The double-edged sword that is AI poses a unique challenge in the cybersecurity landscape. On one hand, artificial intelligence is propelling security teams forward and enabling them to secure critical workloads faster. On the other, the same detection capabilities they are using to secure their environment are also being used by hackers to identify exploits. As of 2026, Google’s threat intelligence shows that the mean time to exploit has dropped to a staggering –7 days (yes, negative 7). This means that hackers are already identifying exploits a full week before security teams have identified them, and this is before tools like Claude Mythos have become adopted. As hackers continue to leverage artificial intelligence, security teams will fall further and further behind. 

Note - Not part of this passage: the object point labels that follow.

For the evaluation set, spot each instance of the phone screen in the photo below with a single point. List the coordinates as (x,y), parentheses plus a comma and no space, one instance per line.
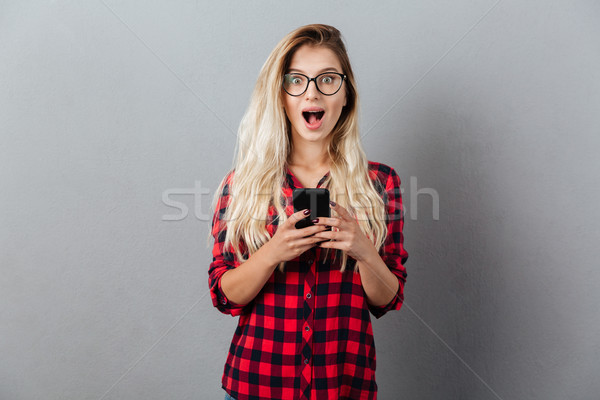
(315,199)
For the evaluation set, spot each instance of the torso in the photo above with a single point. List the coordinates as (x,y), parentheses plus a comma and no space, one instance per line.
(308,178)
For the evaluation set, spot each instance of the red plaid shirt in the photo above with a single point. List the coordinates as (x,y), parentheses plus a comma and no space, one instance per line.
(307,334)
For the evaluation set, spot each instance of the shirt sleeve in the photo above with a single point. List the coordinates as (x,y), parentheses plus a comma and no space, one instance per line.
(223,260)
(392,252)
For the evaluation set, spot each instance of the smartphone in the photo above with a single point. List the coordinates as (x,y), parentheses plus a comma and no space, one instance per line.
(315,199)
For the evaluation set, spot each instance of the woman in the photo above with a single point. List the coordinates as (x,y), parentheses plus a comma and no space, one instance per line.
(304,295)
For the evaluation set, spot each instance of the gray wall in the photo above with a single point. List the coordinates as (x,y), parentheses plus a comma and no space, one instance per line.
(106,107)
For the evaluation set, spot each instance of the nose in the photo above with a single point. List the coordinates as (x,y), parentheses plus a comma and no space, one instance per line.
(311,90)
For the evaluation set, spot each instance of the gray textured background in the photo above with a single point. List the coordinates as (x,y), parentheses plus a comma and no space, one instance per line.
(106,107)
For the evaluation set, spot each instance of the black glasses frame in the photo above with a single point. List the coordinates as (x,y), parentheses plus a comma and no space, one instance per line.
(308,80)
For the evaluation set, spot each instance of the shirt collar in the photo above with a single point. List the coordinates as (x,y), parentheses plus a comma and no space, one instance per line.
(295,183)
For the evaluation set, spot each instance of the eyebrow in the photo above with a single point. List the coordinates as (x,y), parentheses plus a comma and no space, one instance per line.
(319,72)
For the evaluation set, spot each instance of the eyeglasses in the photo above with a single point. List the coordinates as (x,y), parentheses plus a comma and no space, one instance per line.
(328,83)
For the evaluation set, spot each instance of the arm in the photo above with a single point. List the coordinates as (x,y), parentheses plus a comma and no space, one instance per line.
(231,290)
(384,274)
(233,285)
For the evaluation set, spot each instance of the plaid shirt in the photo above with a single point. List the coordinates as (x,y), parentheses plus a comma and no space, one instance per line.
(307,334)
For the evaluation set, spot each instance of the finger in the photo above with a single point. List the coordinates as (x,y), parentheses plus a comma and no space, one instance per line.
(329,221)
(310,230)
(342,212)
(309,241)
(297,216)
(328,235)
(329,244)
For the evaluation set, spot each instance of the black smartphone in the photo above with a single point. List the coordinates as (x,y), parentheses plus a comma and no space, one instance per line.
(315,199)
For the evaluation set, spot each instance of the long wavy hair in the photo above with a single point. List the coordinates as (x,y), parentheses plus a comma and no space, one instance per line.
(264,145)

Security must now ask themselves the difficult question of why they are continuing to fall behind the curve. Part of the cause is that security teams are somewhat limited to the guidelines and internal politics of the companies which they belong to, which can at times inherently slow down processes. The other half of the equation, however, is that most security teams continue to use antiquated technology to fight an ever-evolving threat. The average security team is leveraging locally installed agents on devices, or IP based scanning technology to identify vulnerabilities in their environment, but this is not what hackers are doing. Traditional agent based or IP based vulnerability detection tools, while effective, are limited to the vulnerability knowledgebase they have access to (which in almost every case, is a human effort). These knowledgebases rely on human threat research and publication, which in the face of artificial intelligence is like the tortoise versus the hare, except the hare is driving a Red Bull Formula One car. This bottleneck and limitation of traditional tools is why Claude Mythos was able to identify so many previously unknown vulnerabilities and is why security teams must now adapt their practices in order to match the evolving threat landscape.  

AI is showing no signs of slowing down, and it is likely that even Claude Mythos will be surpassed by a newer more powerful AI model in the near future. Security teams are now faced with a technological form of Darwinism, where they must either evolve their detection capabilities to match those of adversaries or continue to fall further behind the detection curve.